Bandeau
mcInform@ctions
Travail de fourmi, effet papillon...
Descriptif du site
Mediapart
Procès Sarkozy-Kadhafi : le parquet requiert sept ans de prison ferme contre l’ancien président
#Sarkozy #Libye #procesSarkozy
Article mis en ligne le 28 mars 2025

C’est une première dans l’histoire pénale et politique française : jamais une telle peine n’avait été requise pour un ancien président de la République, décrit par les procureurs comme le « commanditaire » d’un pacte de corruption avec la dictature libyenne.

Le procureur a estimé que l’affaire des financements libyens a dessiné « le tableau très sombre d’une partie de la République ». « Un tableau marqué par une corruption de haute intensité, attisée par l’ambition, la soif de pouvoir, la cupidité et qui a tissé sa toile jusqu’aux plus hautes sphères de l’État. »

Le PNF, qui a mis en lumière depuis le 25 mars l’impressionnante charpente de l’accusation, a également demandé des peines de prison ferme à l’encontre de ses deux principaux lieutenants politiques, Claude Guéant, qui fut son plus proche collaborateur pendant dix ans, et Brice Hortefeux, intime parmi les intimes, tous deux ayant la particularité d’avoir été ministres de l’intérieur de Sarkozy : six ans et 100 000 euros d’amende contre Claude Guéant et trois ans et 150 000 euros d’amende contre Brice Hortefeux.

Les deux hommes étaient absents, Claude Guéant pour des raisons médicales et Brice Hortefeux pour des raisons liées à un deuil récent.

Le parquet a également requis trois ans de prison et 150 000 euros d’amende à l’encontre de l’affairiste Thierry Gaubert, un autre proche de Nicolas Sarkozy dont il fut le collaborateur à la mairie de Neuilly-sur-Seine puis au sein du gouvernement Balladur (1993-1995).

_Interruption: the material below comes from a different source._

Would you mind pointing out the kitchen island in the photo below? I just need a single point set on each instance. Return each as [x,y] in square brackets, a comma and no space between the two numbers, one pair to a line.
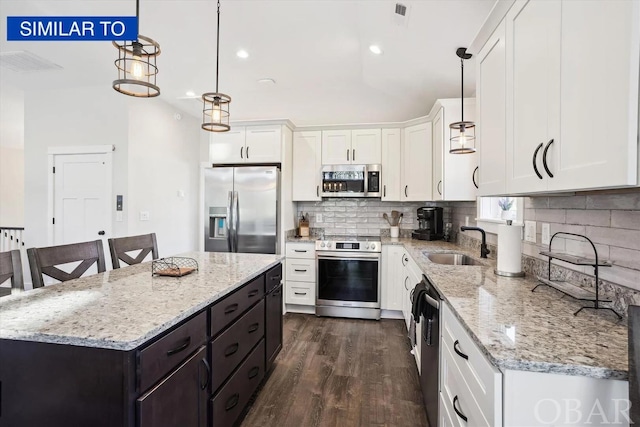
[125,348]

Gaubert avait notamment perçu en février 2006 sur un compte aux Bahamas près d’un demi-million d’euros d’argent libyen, inscrivant dans une note d’agenda quelques jours avant de recevoir les fonds la mention « Ns-Campagne ».

Une peine d’un an de prison aménageable (le maximum encouru pour un financement illicite de campagne) a été réclamée contre Éric Woerth, trésorier de la campagne présidentielle de 2007, soupçonné d’avoir laissé circuler des espèces en grosses coupures durant l’élection.

Le procureur a estimé que les faits reprochés aux prévenus « fissurent la confiance dans nos institutions et contribuent au sentiment de désarroi démocratique », affirmant que seule une réponse pénale « dissuasive » serait susceptible d’être porteuse de « lendemains meilleurs » avec l’objectif de « combattre avec force l’impunité dans le domaine des atteintes à la probité ».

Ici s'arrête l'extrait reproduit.